In Westminster, 49% of all homes in the area are worth over £1million. With a population of 226,841, this equates to 23.89% of the borough – or almost one in four people – who live in a million-pound property.
Wales fares worst in a regional breakdown with just 2,223 £1m properties – nearly 9,000 fewer than Scotland.
Property data from 2017 also shows the 10 richest streets around the country are all in London.
Kensington Palace Gardens, next to Hyde Park, remains at the top of the list with an average property price of £35,696,711.
The top 10 areas with a million pound houses
1. London, 430,720
2. South East England, 180,397
3. East of England, 69,840
4. South West England, 33,717
5. North West England, 12,552
6. West Midlands, 12,219
7. Scotland, 11,101
8. East Midlands, 6,845
9. North East England, 4,835
10. Yorkshire and the Humber, 4,103
11. Wales, 2,223
Outside of London, Guildford was identified as the top million-pound property location, with 5,889 homes there with a valuation of at least £1million.

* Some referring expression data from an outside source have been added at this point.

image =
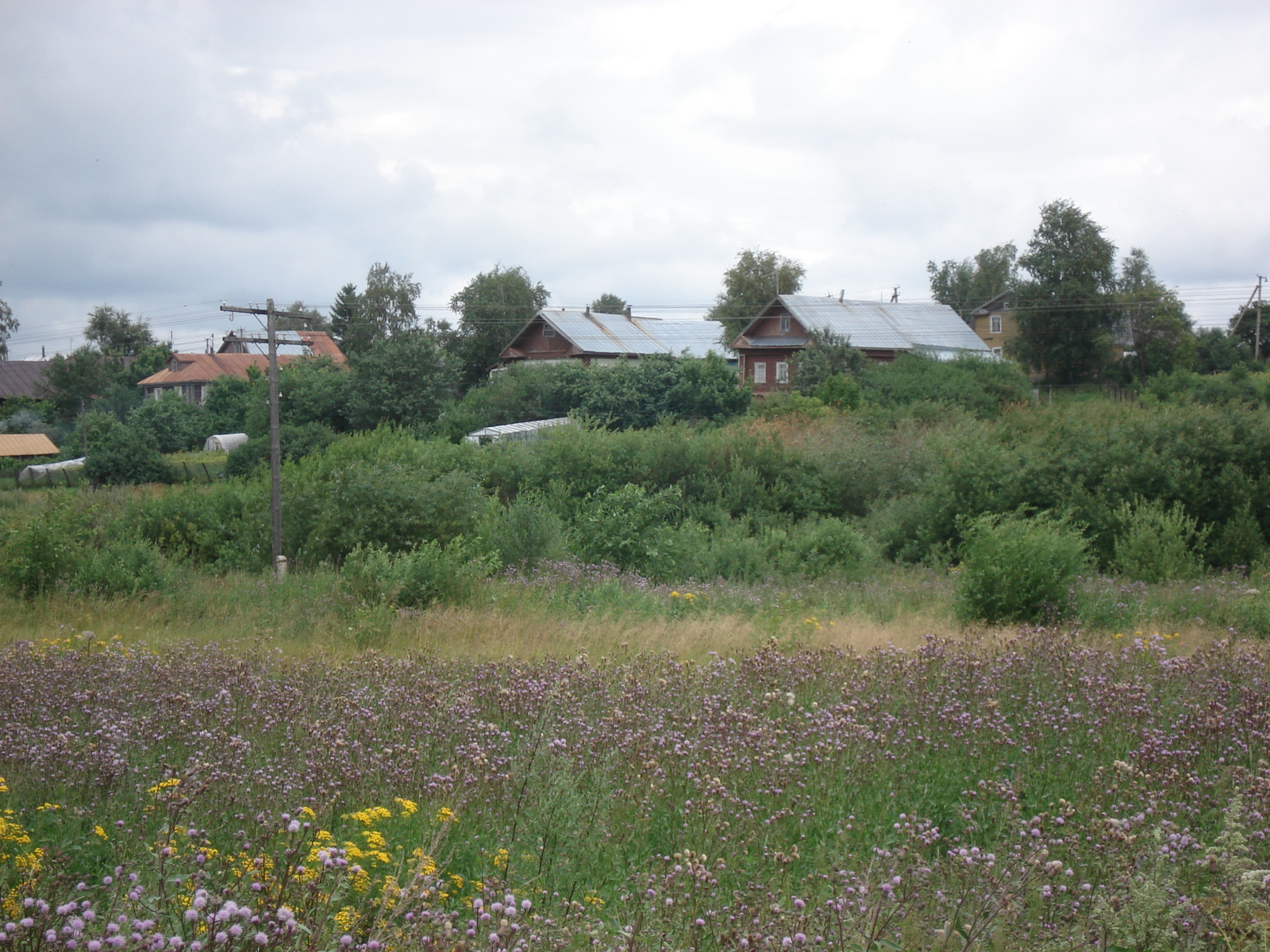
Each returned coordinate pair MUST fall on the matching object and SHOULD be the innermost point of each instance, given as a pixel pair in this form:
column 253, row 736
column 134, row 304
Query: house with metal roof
column 594, row 338
column 190, row 374
column 880, row 330
column 22, row 378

Other areas faring well for expensive properties include Cambridge, Reading, Oxford, St Albans, Bristol and Edinburgh.
The top 10 towns in the UK with the most millionaire properties
1. Guildford, 5,889
2. Cambridge, 5,530
3. Reading, 5,421
4. Sevenoaks, 5,416
5. Oxford, 5,242
6. St Albans, 4,981
7. Bristol, 4,792
8. Edinburgh, 4,759
9. Leatherhead, 4,707
10. Twickenham, 4,596
The prices shown focus on the outright cost of the property, although no data has been released to clarify a breakdown between home-owners and those renting a property with a cost past the million-mark threshold.
The new figures have been released alongside the launch of a property calculator, which allows users to track when their own home may reach the £1million mark.
It uses 20 years’ worth of Zoopla’s house price data to estimate when homes across the UK could hit this point.